The notice was part of a summary of the 2020 National Currency Gold Silver and Security Work Video and Telephone Conference. Apparently, this is a part of the central bank’s main priority this coming year.
Further, this was the third time the bank mentioned the matter in its annual meetings. The digitalized yuan was dubbed as Digital Currency Electronic Payment (DCEP), which came to prove that the bank now has a more official stance on the project.
Two years ago, the bank claimed it would pursue the project at a steady pace. PBoC announced an acceleration last year, emphasizing a closer look at crypto trends both locally and internationally.
PBoC also seeks to strengthen its security regarding counterfeit money and testing programs to manage large amounts of cash. Officials of major state-owned commercial banks also joined the annual meeting this year.
The Pandemic’s Push to Crypto
Although the initiative was always in the backburner for several years, the coronavirus definitely contributed to the central bank’s urgency. The central bank said the pandemic could encourage people into using digital payments worldwide.

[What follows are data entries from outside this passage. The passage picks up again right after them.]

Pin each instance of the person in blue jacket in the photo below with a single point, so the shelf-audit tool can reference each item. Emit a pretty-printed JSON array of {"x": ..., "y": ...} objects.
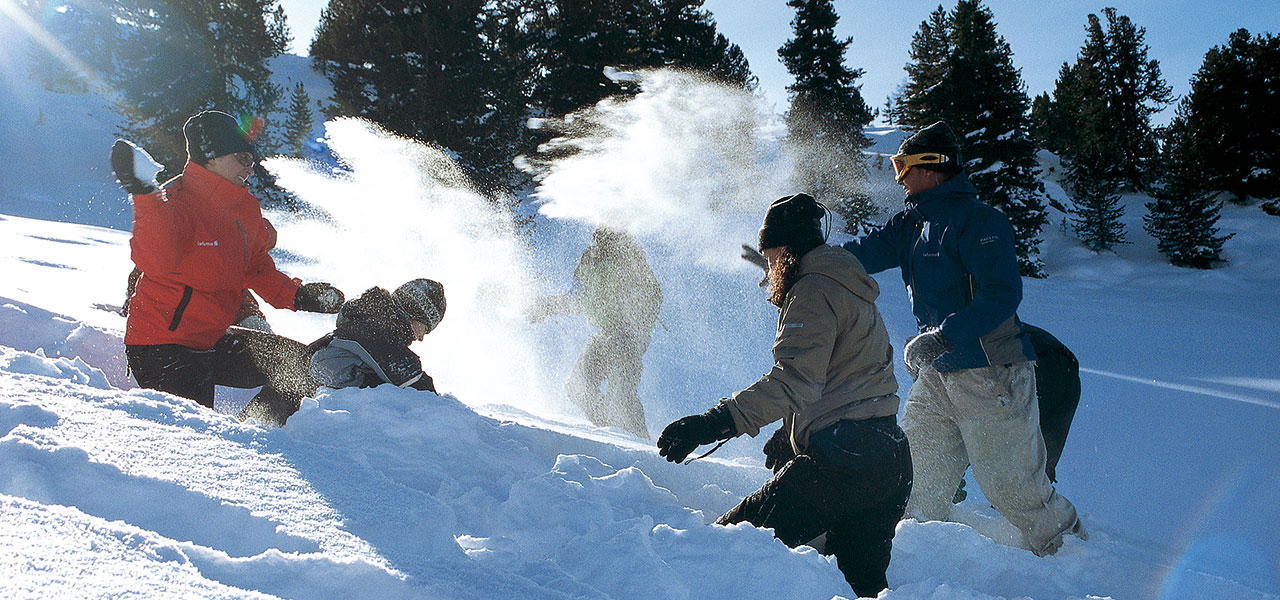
[{"x": 973, "y": 401}]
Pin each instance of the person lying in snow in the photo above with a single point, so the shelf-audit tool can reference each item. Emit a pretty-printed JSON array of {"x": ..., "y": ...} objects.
[{"x": 369, "y": 346}]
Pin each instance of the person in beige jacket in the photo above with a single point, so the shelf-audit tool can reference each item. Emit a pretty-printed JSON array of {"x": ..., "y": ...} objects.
[{"x": 842, "y": 467}]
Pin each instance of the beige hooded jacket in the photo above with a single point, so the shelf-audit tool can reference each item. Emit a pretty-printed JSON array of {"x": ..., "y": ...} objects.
[{"x": 832, "y": 357}]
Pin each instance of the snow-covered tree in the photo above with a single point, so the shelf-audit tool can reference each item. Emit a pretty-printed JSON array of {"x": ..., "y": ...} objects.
[
  {"x": 419, "y": 69},
  {"x": 827, "y": 115},
  {"x": 1102, "y": 102},
  {"x": 298, "y": 120},
  {"x": 177, "y": 58},
  {"x": 922, "y": 100},
  {"x": 1183, "y": 214},
  {"x": 1232, "y": 115},
  {"x": 1096, "y": 207}
]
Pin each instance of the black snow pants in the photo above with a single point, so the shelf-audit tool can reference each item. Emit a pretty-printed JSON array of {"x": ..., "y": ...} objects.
[
  {"x": 241, "y": 358},
  {"x": 1057, "y": 392},
  {"x": 851, "y": 484}
]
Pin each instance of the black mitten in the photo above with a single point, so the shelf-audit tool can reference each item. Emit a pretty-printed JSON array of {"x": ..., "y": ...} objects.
[
  {"x": 923, "y": 349},
  {"x": 755, "y": 257},
  {"x": 689, "y": 433},
  {"x": 777, "y": 450},
  {"x": 133, "y": 168},
  {"x": 318, "y": 297}
]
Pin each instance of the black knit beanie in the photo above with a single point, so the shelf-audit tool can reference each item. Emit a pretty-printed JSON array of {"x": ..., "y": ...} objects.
[
  {"x": 795, "y": 221},
  {"x": 936, "y": 138},
  {"x": 423, "y": 300},
  {"x": 213, "y": 133}
]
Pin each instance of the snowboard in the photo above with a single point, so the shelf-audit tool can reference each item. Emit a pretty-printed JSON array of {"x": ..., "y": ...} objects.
[{"x": 284, "y": 362}]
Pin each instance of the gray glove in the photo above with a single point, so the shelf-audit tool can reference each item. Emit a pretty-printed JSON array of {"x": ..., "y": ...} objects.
[
  {"x": 318, "y": 297},
  {"x": 923, "y": 349},
  {"x": 755, "y": 257},
  {"x": 133, "y": 168}
]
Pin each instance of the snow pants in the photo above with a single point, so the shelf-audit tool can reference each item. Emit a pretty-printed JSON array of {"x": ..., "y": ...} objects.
[
  {"x": 1057, "y": 390},
  {"x": 986, "y": 417},
  {"x": 851, "y": 482},
  {"x": 612, "y": 356},
  {"x": 241, "y": 358}
]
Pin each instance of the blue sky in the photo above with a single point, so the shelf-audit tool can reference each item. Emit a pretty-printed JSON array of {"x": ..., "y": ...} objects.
[{"x": 1042, "y": 35}]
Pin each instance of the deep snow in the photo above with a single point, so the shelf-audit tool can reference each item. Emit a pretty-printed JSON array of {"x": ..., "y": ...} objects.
[{"x": 499, "y": 489}]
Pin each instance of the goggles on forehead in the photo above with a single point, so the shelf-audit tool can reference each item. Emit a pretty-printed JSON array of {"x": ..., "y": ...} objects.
[{"x": 904, "y": 163}]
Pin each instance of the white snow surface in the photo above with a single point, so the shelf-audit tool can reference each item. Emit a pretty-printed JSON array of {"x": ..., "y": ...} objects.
[{"x": 497, "y": 489}]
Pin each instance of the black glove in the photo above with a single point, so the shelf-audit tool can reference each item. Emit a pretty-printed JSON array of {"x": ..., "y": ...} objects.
[
  {"x": 133, "y": 168},
  {"x": 923, "y": 349},
  {"x": 777, "y": 450},
  {"x": 318, "y": 297},
  {"x": 755, "y": 257},
  {"x": 689, "y": 433}
]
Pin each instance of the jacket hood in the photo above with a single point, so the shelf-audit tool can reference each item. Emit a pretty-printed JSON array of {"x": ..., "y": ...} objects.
[
  {"x": 205, "y": 183},
  {"x": 956, "y": 188},
  {"x": 844, "y": 268}
]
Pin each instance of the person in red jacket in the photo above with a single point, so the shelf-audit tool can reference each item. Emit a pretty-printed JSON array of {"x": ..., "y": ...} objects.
[{"x": 200, "y": 241}]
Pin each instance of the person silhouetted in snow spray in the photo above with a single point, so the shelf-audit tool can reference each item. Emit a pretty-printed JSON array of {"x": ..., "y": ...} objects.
[
  {"x": 618, "y": 293},
  {"x": 199, "y": 242},
  {"x": 974, "y": 394},
  {"x": 369, "y": 346},
  {"x": 842, "y": 467}
]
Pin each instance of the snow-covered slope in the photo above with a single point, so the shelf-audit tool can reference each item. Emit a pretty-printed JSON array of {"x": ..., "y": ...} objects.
[
  {"x": 498, "y": 489},
  {"x": 401, "y": 494}
]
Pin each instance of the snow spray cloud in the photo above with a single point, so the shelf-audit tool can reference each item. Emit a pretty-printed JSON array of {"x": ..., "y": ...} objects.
[
  {"x": 688, "y": 166},
  {"x": 400, "y": 210},
  {"x": 688, "y": 163}
]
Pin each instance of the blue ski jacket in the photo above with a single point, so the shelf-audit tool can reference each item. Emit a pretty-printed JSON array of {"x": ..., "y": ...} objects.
[{"x": 960, "y": 270}]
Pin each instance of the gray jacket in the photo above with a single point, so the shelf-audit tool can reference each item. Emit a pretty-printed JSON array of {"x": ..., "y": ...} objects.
[{"x": 832, "y": 358}]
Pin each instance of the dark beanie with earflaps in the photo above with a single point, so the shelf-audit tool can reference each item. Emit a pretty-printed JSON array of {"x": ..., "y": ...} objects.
[
  {"x": 936, "y": 138},
  {"x": 794, "y": 221},
  {"x": 214, "y": 133}
]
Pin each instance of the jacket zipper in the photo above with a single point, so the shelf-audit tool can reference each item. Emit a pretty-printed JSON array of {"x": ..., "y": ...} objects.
[
  {"x": 245, "y": 238},
  {"x": 181, "y": 308},
  {"x": 915, "y": 289}
]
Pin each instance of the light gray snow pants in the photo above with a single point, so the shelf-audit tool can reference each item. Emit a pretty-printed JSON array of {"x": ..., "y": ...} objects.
[{"x": 986, "y": 417}]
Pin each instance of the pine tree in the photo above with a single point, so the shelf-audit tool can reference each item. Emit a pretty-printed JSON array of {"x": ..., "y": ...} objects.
[
  {"x": 579, "y": 40},
  {"x": 1232, "y": 118},
  {"x": 416, "y": 68},
  {"x": 297, "y": 127},
  {"x": 963, "y": 73},
  {"x": 1107, "y": 99},
  {"x": 827, "y": 117},
  {"x": 1183, "y": 214},
  {"x": 1096, "y": 209},
  {"x": 686, "y": 37},
  {"x": 177, "y": 58},
  {"x": 923, "y": 100}
]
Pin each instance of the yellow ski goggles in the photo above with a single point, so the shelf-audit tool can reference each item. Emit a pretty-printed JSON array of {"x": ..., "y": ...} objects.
[{"x": 904, "y": 163}]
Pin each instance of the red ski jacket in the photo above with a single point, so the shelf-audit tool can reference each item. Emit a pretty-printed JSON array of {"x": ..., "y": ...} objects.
[{"x": 199, "y": 243}]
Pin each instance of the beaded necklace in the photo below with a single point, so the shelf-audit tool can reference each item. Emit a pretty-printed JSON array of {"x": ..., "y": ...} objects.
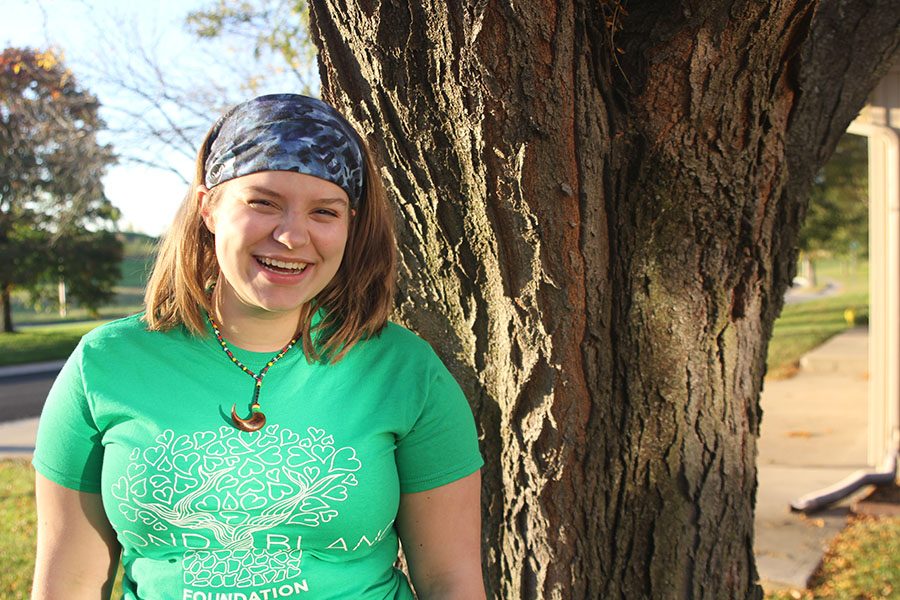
[{"x": 257, "y": 418}]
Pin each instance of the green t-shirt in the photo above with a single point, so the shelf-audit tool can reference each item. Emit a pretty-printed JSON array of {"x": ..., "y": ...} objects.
[{"x": 303, "y": 508}]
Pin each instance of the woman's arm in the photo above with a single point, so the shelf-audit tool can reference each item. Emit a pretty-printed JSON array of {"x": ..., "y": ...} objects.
[
  {"x": 77, "y": 551},
  {"x": 441, "y": 534}
]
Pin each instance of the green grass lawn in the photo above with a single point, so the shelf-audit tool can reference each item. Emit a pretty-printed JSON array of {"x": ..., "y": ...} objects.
[
  {"x": 18, "y": 531},
  {"x": 46, "y": 342},
  {"x": 807, "y": 325},
  {"x": 17, "y": 534}
]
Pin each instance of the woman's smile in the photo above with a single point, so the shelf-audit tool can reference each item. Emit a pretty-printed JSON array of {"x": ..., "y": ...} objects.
[{"x": 280, "y": 238}]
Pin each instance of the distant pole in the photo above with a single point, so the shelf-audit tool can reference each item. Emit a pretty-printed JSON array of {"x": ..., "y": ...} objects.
[{"x": 62, "y": 298}]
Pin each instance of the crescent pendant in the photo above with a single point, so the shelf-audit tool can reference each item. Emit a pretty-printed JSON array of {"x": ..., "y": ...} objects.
[{"x": 256, "y": 421}]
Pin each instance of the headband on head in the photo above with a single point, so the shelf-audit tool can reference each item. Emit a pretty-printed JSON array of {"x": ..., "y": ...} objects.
[{"x": 286, "y": 132}]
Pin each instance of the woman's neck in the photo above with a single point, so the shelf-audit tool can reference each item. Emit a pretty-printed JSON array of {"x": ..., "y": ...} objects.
[{"x": 251, "y": 328}]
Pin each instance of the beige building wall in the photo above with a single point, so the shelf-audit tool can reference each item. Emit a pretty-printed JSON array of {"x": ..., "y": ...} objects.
[{"x": 879, "y": 121}]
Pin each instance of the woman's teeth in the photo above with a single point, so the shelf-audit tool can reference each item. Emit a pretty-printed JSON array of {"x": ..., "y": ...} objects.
[{"x": 281, "y": 265}]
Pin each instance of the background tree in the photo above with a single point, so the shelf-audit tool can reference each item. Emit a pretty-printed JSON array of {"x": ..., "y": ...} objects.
[
  {"x": 598, "y": 214},
  {"x": 162, "y": 102},
  {"x": 837, "y": 220},
  {"x": 54, "y": 216}
]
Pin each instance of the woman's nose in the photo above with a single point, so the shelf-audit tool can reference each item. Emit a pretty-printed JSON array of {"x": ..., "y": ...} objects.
[{"x": 292, "y": 231}]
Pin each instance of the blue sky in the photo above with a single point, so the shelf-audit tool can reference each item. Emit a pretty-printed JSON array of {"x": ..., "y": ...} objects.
[{"x": 147, "y": 197}]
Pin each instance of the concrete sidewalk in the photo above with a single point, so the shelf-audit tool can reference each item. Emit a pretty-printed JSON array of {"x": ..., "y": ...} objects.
[
  {"x": 813, "y": 435},
  {"x": 814, "y": 432}
]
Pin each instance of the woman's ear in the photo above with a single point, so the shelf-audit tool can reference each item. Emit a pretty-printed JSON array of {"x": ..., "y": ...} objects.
[{"x": 204, "y": 198}]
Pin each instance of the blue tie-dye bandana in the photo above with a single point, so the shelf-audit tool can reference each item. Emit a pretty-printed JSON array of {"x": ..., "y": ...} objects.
[{"x": 286, "y": 132}]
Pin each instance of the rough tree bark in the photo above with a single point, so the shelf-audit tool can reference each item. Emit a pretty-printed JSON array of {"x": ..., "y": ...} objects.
[{"x": 597, "y": 215}]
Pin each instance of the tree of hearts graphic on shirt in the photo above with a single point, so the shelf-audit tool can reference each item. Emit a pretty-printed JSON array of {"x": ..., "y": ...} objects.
[{"x": 232, "y": 484}]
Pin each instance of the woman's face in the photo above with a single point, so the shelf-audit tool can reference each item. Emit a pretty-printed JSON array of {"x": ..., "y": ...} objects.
[{"x": 280, "y": 238}]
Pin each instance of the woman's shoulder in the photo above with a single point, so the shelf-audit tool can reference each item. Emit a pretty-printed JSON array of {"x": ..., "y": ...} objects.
[{"x": 397, "y": 336}]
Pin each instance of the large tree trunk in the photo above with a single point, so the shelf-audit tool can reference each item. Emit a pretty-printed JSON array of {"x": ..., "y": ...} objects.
[{"x": 597, "y": 215}]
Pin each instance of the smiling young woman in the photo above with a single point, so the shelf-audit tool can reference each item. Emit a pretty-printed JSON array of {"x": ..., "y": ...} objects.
[{"x": 360, "y": 440}]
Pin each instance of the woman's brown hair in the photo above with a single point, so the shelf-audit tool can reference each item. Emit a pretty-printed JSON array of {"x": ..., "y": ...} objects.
[{"x": 355, "y": 303}]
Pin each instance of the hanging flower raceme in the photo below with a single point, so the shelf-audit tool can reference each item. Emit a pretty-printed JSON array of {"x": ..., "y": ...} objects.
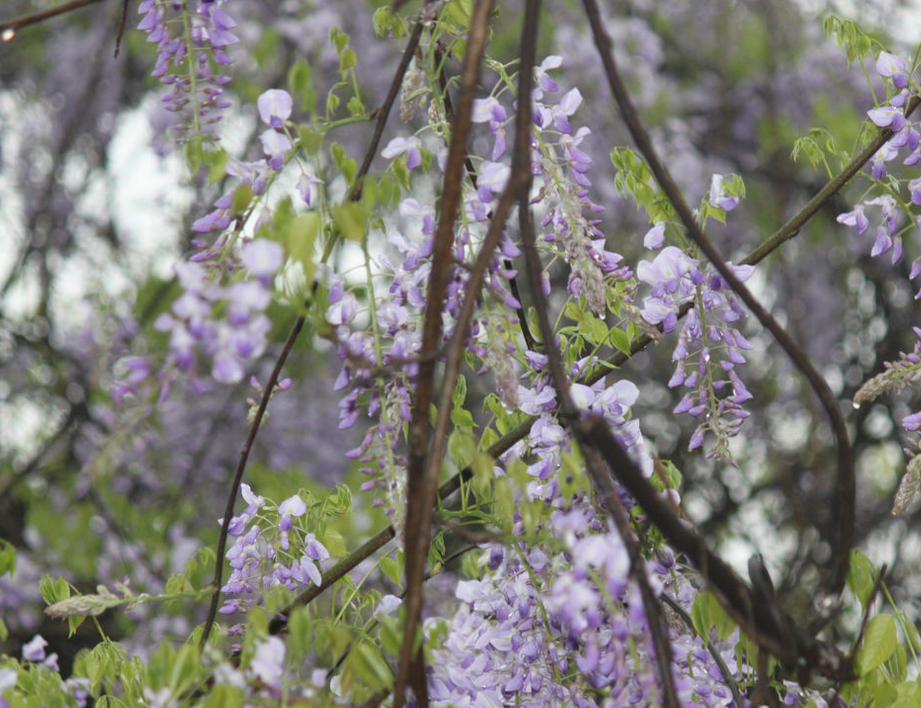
[
  {"x": 906, "y": 140},
  {"x": 192, "y": 37},
  {"x": 709, "y": 343}
]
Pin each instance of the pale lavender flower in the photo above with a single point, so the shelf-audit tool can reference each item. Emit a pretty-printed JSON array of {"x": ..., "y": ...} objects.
[
  {"x": 891, "y": 66},
  {"x": 276, "y": 146},
  {"x": 263, "y": 257},
  {"x": 718, "y": 196},
  {"x": 275, "y": 107},
  {"x": 268, "y": 662},
  {"x": 655, "y": 237},
  {"x": 410, "y": 146}
]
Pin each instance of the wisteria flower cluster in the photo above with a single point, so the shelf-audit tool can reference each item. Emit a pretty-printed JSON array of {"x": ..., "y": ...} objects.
[
  {"x": 273, "y": 548},
  {"x": 561, "y": 169},
  {"x": 224, "y": 325},
  {"x": 192, "y": 40},
  {"x": 906, "y": 142},
  {"x": 709, "y": 344}
]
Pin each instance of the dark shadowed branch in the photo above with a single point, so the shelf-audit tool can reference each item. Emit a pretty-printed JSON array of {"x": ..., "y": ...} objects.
[
  {"x": 843, "y": 508},
  {"x": 420, "y": 491}
]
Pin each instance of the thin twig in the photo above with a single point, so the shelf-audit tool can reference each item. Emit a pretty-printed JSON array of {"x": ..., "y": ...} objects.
[
  {"x": 714, "y": 652},
  {"x": 354, "y": 195},
  {"x": 121, "y": 28},
  {"x": 793, "y": 226},
  {"x": 617, "y": 359},
  {"x": 604, "y": 485},
  {"x": 471, "y": 173},
  {"x": 238, "y": 477},
  {"x": 384, "y": 111},
  {"x": 843, "y": 508},
  {"x": 26, "y": 20},
  {"x": 420, "y": 490}
]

Researchers at the Bank for International Settlements (BIS) also agreed to this notion. This sharpened the debate over possible central bank digital currencies, better known as CBDC.
BIS claims that the public’s relationship with currencies in general has changed since the coronavirus began. Despite claims that transmission via banknote is relatively unlikely, they could never be so sure. Not that anyone could blame them.
So, central bank around the world are hoping to phase out of cash. Although, this could raise concerns about its universality.
That said, the pandemic put calls for crypto assets in focus, and highlighted the value of having access to them as diversification in payments.